La défaite en chantant

Publié le 15 mars 2010 par Hmoreigne

Peut-il y avoir des victoires sur un champ de ruines ? Le premier tour des régionales est marqué par l’assourdissant silence des urnes. 23 millions d’électeurs (53,5 % d’abstention) ont choisi de ne pas choisir. La politique dans son ensemble est bien malade comme s’il existait une fatalité dans la déception et plus grave une malédiction de la crédibilité. Au delà de l’UMP, la débandade est générale.

Victime directe évidemment l’UMP et son général en Chef, Nicolas Sarkozy. La politique de l’autruche ne convainc personne, le désaveu est incontestable. A défaut d’une formation alternative à l’UMP, de nombreux électeurs de droite ont préféré rester chez eux, résignés à abandonner les régions à la gauche.

C’est aller un peu vite en besogne de tirer la conclusion que les Français ont trouvé que les présidents de région socialistes sortants ont été plus convaincants.
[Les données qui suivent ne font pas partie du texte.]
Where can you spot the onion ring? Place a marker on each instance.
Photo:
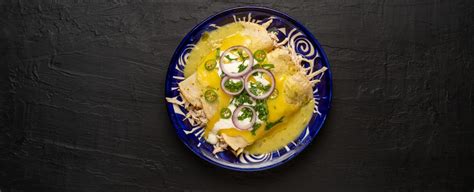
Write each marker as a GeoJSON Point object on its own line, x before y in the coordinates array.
{"type": "Point", "coordinates": [269, 92]}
Si le sentiment qu’ils avaient fait du bon travail était aussi réel un tel niveau d’abstention n’aurait pas été atteint. De façon plus basique, une majorité de Français ne connaît pas plus le nom de son président de région que les champs de compétence de celles-ci.

La vaguelette rose a submergé la digue de sable de l’UMP sur une plage bien déserte. C’est avant tout une victoire par défaut qui n’augure en rien d’une confiance retrouvée dans le discours du PS et surtout sa capacité à constituer une alternative dans la conduite du pays. La gauche se définit par le seul fait de ne pas être de droite, c’est un peu court.

L’enterrement de première classe du Modem coïncide avec l’enracinement relatif d’Europe Ecologie. Désorientés par un Nicolas Sarkozy adepte du hameçonage d’idées ou de personnes de gauche, les Français ont trouvé encore plus déboussolé avec un responsable du Modem, François Bayrou, à la ligne politique illisible oscillant en permanence entre la droite et la gauche avec pour seul cap l’échéance de 2012.

Le grand écart c’est ce qui attend Europe Ecologie otage d’un PS qui n’entend pas changer sa façon de gouverner. Après avoir plébiscité l’apparence extérieure séduisante d’Europe Ecologie, les Français vont demander à soulever le capot pour voir le moteur. Ca s’annonce compliqué à l’image de Daniel Cohn Bendit qui derrière ses apparences de trublion s’est parfaitement coulé dans le parlementarisme européen et l’absence de remise en cause de l’orientation libérale de l’UE. Autant dire que les travaux pratiques seront intéressants à suivre. Le péril consisterait à décevoir ceux qui recherchent dans la voix écologique un nouveau rapport à la politique.

Absence d’alternative à droite en dehors du Front national, guère plus à gauche. L’échec du NPA malgré une crise censée stigmatiser le capitalisme est cuisant. Celui du Front de gauche est relatif. Il existe, certes, mais à un niveau qui ne lui permettra pas de peser sur l’orientation du PS et qui correspond peu ou prou à celui d’un PCF revisité.  

Le risque est évidemment que le microcosme de la politique continue à se couper du pays et ne soit pas en capacité d’appréhender et de traduire le profond malaise de la société française. Dans un registre qui pourrait s’apparenter à “ventre creux n’a pas d’oreilles“, Manuel Valls est l’un des rares politiques à avoir insisté sur le cancer qui ronge notre démocratie.

 ”Nous avons tous les symptômes de la crise politique que nous connaissons depuis des années qui avait été mise entre parenthèses au moment de l’élection présidentielle de 2007“, “L’abstention massive, la remontée du Front national et une angoisse profonde, de l’inquiétude, de la rancoeur parfois, et qui se traduit par l’abstention ou éventuellement par le vote en faveur du Front national” a déclaré le député-maire d’Evry sur France-2.

Le danger est évidemment un raidissement du gouvernement dans une politique du fortinaussi bien à l’Elysée qu’à Matignon.

Inquiétant François Fillon, exécuteur des basses-œuvres de Nicolas Sarkozy qui hier soir jugeait que “la faible participation ne permet pas de tirer un enseignement national de ce scrutin“. Signe qu’aucune inflexion n’est à attendre de sa part, le premier ministre a estimé que l’abstention du premier tour montre que “les régions et leurs dirigeants n’ont pas trouvé leur place dans l’opinion“. Une occasion en or pour lancer le faire-part de décès des régions : “plus que jamais, la réforme et la simplification de notre organisation territoriale, que nous voulons avec le président de la République, sont nécessaires“.